Engelbrecht has gone so far as to describe it as “the tyranny of Louis Luyt” and to say: “Not even New Zealand want to speak to him now. The international community has also condemned him.”
Certainly, Luyt made few friends among the touring England party — or indeed many locals — when, after South Africa’s turnaround victory in the second test at Newlands, he made a hugely unfunny reference to the size of England manager Jack Rowell’s mouth in his presidential address at the after-match function.
Luyt understands power. His massive success as a businessman has shown this. And no-one can take away from him the turnaround he engineered in reviving Ellis Park from white elephant status to a viable enterprise and one of the great rugby venues of the world.
This undoubted management expertise was applied to slashing the unwieldy panel of selectors down to manageable proportions, a decision to be applauded. But it was obvious that, while this was the correct path to take, it was Luyt and Luyt alone who made the decision.
This would pose the question of exactly why Sarfu bother to have an executive at all.
Luyt has much to offer the game of rugby football. Not least is his firm contention that a core of players has at long last been identified as the basis for the World Cup campaign. This, hopefully, signals the start of a sound squad system and an end to the merry-go- round which has seen 50 plus players wear the green and gold since the test against New Zealand at Ellis Park on August 15 1992.
Hopefully, this will also bring an end to some of the mindbending selections which have seen the selection of Willie Hills — an admirable prop forward — at hooker and the dropping of the penetrative Small for fullback-cum-flyhalf Gavin Johnson — superb footballer though he has shown himself to be — on the South African wing.
The game in this country needs to get away from the grade school mentality of drawing challenging lines in the dust.
And, as a businessman of note, Luyt must begin to realise that the shareholders he represents as the caretaker of the game in this country are a volatile admix; the majority of them ordinary lower league players and paying supporters of the game at provincial and international level.
Engelbrecht and McIntosh have specific tasks to perform.

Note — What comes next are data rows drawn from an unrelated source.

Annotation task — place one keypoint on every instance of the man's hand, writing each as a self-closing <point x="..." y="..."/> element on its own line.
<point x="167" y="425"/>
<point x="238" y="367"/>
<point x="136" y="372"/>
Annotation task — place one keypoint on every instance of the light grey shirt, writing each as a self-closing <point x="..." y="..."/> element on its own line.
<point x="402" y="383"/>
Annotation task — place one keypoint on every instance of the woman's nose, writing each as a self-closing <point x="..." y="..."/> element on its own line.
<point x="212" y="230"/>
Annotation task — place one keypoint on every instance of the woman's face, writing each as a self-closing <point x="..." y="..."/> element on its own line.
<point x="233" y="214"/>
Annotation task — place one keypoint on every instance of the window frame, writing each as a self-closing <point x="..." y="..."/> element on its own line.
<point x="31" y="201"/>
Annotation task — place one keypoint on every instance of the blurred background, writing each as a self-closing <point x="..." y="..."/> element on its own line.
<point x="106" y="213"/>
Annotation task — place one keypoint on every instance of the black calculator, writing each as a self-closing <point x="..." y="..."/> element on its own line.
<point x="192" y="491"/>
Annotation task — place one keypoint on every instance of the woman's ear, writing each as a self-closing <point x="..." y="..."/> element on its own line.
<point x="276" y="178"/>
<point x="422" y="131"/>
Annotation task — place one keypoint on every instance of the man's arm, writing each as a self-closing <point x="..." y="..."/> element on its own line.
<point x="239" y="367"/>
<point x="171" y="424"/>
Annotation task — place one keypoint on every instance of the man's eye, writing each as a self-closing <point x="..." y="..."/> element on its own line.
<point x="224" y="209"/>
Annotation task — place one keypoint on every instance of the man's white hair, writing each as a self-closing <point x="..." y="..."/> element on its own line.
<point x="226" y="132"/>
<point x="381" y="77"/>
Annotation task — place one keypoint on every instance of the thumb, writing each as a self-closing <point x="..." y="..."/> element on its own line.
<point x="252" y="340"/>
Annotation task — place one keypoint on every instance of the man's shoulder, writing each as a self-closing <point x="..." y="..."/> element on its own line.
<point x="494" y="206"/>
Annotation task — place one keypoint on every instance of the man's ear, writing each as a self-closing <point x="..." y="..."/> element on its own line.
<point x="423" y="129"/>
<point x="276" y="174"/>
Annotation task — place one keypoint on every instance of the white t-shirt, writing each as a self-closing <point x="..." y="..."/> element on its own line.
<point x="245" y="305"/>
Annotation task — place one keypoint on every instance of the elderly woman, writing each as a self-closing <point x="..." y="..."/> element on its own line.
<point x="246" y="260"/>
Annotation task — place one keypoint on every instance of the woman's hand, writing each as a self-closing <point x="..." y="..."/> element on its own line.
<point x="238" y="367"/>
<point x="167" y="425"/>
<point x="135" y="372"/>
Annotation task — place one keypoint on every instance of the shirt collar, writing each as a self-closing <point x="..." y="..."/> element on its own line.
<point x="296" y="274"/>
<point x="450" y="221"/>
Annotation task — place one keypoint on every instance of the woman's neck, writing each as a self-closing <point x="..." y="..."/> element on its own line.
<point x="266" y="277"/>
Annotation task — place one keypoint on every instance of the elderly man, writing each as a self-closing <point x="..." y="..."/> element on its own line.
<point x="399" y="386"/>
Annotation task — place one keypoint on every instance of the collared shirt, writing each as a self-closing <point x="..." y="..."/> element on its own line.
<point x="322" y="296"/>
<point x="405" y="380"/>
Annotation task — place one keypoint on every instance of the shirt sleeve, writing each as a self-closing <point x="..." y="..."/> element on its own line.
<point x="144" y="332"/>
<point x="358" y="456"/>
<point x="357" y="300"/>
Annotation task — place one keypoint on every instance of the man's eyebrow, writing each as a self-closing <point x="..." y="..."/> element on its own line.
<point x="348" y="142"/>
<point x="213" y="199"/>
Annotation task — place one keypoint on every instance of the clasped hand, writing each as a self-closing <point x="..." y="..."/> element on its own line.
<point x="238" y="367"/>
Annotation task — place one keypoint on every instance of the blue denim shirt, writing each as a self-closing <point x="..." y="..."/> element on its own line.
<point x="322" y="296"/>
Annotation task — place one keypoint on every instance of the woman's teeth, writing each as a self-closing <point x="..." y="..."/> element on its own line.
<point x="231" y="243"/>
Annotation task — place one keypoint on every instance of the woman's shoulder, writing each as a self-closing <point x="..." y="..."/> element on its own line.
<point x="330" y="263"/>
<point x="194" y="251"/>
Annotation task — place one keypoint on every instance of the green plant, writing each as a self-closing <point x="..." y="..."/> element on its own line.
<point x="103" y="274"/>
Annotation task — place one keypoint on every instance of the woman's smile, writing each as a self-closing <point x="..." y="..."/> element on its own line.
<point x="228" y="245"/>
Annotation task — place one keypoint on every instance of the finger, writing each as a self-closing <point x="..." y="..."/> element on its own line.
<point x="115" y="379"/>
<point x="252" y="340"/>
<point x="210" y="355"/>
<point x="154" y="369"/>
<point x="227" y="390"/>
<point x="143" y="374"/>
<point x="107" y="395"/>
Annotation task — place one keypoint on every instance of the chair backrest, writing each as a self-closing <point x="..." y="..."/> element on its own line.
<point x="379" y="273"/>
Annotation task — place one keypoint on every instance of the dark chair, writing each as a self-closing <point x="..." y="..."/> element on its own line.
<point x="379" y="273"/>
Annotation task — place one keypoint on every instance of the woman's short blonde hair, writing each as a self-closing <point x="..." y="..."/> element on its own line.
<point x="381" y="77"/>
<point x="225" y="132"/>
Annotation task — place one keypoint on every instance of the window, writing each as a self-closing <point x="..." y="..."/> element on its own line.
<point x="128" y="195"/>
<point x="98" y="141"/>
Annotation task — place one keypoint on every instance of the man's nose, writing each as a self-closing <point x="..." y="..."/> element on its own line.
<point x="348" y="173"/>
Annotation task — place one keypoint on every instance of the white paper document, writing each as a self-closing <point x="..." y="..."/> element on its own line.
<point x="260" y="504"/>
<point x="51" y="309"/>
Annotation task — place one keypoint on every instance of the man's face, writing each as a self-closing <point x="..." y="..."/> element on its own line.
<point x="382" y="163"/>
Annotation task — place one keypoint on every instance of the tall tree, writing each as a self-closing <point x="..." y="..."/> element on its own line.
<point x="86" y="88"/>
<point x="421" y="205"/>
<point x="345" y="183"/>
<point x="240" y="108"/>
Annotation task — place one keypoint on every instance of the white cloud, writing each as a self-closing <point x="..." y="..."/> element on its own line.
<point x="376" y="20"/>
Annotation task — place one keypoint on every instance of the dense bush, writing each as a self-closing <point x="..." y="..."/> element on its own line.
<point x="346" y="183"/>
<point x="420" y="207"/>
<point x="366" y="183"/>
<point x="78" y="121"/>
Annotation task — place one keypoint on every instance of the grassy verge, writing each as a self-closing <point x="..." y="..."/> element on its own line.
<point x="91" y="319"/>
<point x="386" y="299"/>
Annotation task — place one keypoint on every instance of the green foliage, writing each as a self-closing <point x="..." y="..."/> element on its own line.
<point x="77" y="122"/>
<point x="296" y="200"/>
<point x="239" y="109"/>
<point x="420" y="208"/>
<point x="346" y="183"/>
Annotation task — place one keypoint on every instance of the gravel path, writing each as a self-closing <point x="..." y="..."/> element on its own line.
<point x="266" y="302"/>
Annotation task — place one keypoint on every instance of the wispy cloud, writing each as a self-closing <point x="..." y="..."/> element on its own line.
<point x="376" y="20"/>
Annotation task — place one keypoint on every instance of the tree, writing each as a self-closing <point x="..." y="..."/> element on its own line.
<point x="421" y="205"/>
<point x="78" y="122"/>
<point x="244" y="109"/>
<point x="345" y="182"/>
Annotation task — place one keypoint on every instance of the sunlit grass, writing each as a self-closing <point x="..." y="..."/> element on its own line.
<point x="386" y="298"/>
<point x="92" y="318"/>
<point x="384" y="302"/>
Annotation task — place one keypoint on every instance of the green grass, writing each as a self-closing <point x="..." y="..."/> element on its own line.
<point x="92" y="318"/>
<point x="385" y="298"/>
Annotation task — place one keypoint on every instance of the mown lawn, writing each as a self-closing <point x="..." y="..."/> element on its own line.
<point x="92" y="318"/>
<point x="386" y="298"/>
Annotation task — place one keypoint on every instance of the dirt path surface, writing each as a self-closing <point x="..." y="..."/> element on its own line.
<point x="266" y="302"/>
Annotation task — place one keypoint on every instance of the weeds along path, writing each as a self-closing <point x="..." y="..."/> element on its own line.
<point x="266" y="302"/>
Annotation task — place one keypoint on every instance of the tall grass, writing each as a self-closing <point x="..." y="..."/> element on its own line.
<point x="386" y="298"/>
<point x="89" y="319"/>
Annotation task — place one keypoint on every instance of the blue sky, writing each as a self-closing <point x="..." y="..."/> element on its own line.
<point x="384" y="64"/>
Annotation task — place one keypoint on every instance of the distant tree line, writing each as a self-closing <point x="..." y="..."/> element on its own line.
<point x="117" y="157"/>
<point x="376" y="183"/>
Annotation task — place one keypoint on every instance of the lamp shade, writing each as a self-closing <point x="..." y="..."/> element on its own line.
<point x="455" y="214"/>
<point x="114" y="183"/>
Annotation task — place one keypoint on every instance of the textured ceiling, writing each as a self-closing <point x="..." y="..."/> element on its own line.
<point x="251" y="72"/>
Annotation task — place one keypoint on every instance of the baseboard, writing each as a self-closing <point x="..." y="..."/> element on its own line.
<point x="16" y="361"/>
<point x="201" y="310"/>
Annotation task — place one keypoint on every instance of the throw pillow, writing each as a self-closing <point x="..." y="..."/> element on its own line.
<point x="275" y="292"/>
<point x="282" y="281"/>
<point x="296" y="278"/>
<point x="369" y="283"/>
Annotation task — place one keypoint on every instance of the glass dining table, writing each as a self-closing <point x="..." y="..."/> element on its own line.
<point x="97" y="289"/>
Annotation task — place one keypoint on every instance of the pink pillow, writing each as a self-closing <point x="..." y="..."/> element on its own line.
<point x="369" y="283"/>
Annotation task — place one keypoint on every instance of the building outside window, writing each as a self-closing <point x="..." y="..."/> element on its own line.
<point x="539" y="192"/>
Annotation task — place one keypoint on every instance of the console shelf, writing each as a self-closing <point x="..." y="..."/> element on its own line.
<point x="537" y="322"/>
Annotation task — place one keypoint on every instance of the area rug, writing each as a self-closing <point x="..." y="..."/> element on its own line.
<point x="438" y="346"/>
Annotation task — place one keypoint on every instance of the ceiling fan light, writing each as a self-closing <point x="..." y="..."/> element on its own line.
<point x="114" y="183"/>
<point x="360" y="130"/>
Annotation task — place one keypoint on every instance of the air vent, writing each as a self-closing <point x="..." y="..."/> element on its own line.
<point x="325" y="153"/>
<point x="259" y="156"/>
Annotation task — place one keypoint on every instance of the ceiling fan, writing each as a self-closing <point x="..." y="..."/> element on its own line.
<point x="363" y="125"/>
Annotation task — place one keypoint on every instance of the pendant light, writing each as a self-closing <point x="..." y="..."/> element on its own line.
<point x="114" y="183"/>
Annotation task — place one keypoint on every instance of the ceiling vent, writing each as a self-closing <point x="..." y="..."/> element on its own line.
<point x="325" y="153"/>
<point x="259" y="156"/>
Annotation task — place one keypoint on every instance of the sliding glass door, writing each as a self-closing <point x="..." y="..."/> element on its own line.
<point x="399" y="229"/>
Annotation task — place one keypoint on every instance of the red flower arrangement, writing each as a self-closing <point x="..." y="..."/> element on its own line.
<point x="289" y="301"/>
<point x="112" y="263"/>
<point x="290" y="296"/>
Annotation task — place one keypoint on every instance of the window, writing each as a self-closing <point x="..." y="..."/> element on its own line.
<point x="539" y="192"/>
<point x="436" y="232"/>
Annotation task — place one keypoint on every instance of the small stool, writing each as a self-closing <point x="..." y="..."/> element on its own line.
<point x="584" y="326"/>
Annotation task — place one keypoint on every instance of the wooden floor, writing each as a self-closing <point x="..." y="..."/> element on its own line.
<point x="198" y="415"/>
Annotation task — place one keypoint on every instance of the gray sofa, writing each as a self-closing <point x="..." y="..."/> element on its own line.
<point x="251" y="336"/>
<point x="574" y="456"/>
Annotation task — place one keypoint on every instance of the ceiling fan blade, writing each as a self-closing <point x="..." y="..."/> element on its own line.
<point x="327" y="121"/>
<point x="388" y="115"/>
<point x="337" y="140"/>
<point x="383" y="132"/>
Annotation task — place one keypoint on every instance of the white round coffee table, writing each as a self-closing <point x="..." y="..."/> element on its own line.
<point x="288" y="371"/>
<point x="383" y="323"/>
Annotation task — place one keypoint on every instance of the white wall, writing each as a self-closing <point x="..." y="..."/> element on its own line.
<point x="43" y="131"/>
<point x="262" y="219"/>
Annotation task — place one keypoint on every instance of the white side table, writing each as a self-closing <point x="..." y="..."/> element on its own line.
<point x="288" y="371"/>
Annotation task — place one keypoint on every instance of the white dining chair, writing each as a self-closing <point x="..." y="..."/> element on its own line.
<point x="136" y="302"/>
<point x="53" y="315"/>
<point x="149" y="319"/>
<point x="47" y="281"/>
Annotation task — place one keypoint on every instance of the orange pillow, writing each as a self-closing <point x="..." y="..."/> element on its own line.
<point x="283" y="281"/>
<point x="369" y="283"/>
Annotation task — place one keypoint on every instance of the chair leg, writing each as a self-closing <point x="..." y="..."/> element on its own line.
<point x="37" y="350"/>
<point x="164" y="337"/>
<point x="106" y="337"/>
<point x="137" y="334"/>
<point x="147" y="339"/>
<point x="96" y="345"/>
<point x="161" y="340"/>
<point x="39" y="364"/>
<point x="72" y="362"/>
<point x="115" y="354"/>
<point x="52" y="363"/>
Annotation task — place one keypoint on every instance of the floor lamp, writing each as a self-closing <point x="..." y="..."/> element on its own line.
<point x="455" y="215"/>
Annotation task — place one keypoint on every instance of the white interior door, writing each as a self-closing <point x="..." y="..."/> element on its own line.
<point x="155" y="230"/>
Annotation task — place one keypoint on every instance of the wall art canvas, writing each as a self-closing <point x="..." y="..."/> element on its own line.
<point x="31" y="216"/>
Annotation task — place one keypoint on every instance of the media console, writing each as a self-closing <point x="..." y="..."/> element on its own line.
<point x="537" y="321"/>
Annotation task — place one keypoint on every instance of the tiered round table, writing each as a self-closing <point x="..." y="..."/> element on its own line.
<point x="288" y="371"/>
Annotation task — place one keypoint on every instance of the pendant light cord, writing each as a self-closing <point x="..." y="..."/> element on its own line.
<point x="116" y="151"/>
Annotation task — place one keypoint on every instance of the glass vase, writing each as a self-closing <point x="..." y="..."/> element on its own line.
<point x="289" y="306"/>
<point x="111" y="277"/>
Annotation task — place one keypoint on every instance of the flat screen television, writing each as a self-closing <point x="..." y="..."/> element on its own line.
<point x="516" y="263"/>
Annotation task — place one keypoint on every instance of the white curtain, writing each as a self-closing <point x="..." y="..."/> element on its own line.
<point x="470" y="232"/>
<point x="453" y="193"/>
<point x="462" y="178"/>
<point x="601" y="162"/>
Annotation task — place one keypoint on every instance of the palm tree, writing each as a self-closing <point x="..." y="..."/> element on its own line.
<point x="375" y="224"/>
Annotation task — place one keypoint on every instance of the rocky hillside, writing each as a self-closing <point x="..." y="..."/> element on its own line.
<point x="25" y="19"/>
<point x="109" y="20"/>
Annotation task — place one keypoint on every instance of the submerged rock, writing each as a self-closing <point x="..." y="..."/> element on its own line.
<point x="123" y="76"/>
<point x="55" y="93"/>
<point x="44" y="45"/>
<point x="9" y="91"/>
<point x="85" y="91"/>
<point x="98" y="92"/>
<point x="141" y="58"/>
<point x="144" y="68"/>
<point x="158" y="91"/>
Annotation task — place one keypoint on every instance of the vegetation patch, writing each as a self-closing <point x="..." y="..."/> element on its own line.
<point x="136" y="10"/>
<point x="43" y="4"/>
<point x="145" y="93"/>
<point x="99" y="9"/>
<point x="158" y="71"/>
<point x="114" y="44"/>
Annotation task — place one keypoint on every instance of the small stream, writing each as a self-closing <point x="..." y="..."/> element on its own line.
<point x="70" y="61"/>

The president of Sarfu’s brief is drawn far wider. His mandate, to enhance the reputation of rugby both domestically and internationally, is not.
This country has ridden the storms which threatened our being confirmed as the hosts for the 1994 World Cup during the initial turmoil of transition. Yet we will go into the prestige tournament with the image of a pack of squabbling country bumpkins. The game is larger than any of the egos involved in the accusations being thrown about with such abandon.